Cara pandang dan sikap moderat dalam beragama sangat penting dalam masyarakat prural dan multikultural seperti Indonesia karena dengan cara itu keragaman dan perbedaan dapat disikapi dengan bijak.
Hal ini terungkap dalam Workhsop Moderasi Beragama dengan Tema “Konsolidasi Masyarakat Katolik Demi Menghidupi Moderasi Bergama di Maluku,” yang digelar oleh Presidium Forum Masyarakat Katolik Indoensia (FMKI) Maluku, dan dibuka oleh Penjabat Wali Kota Ambon Bodewin M. Wattimena, Selasa (19/7/2022) di Grand Avira Hotel Ambon.
Pj. Wali Kota menjelaskan, Kota Ambon sebagai kota majemuk dengan jumlah penduduk cukup padat dan dihuni bergai suku, ras, dan agama, pernah punya sejarah kelam konflik bernuansa SARA masa lalu.
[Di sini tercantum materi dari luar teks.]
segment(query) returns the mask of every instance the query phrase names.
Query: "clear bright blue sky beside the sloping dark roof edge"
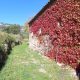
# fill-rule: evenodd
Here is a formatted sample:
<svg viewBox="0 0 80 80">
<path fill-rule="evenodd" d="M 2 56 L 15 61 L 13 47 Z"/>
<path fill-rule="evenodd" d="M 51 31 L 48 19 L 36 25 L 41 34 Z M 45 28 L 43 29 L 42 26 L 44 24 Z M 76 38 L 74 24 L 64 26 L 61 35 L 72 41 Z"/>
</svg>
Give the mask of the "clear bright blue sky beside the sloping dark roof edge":
<svg viewBox="0 0 80 80">
<path fill-rule="evenodd" d="M 0 22 L 24 25 L 49 0 L 0 0 Z"/>
</svg>

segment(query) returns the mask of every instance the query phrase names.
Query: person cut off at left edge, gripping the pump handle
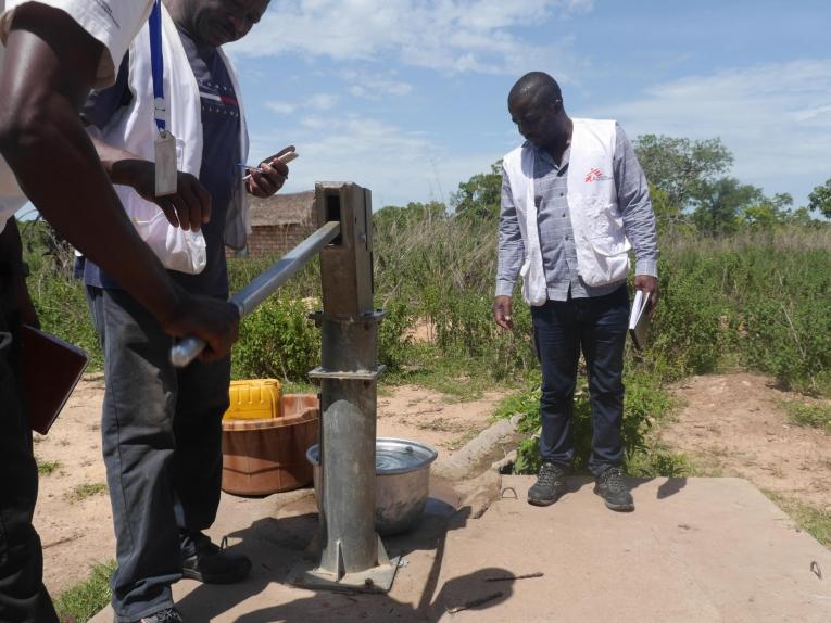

Olehnya itu, aspek pemeliharaan kerukunan agama, dalam dalam semangat moderasi menjadi hal yang harus dibangun karena merupakan jalan tengah dalam memahami ajaran agama.
“Hal ini minimal agar konflik tidak lagi terjadi, dan kota ini terus menjadi contoh dalam hal kerukunan,” ujarnya.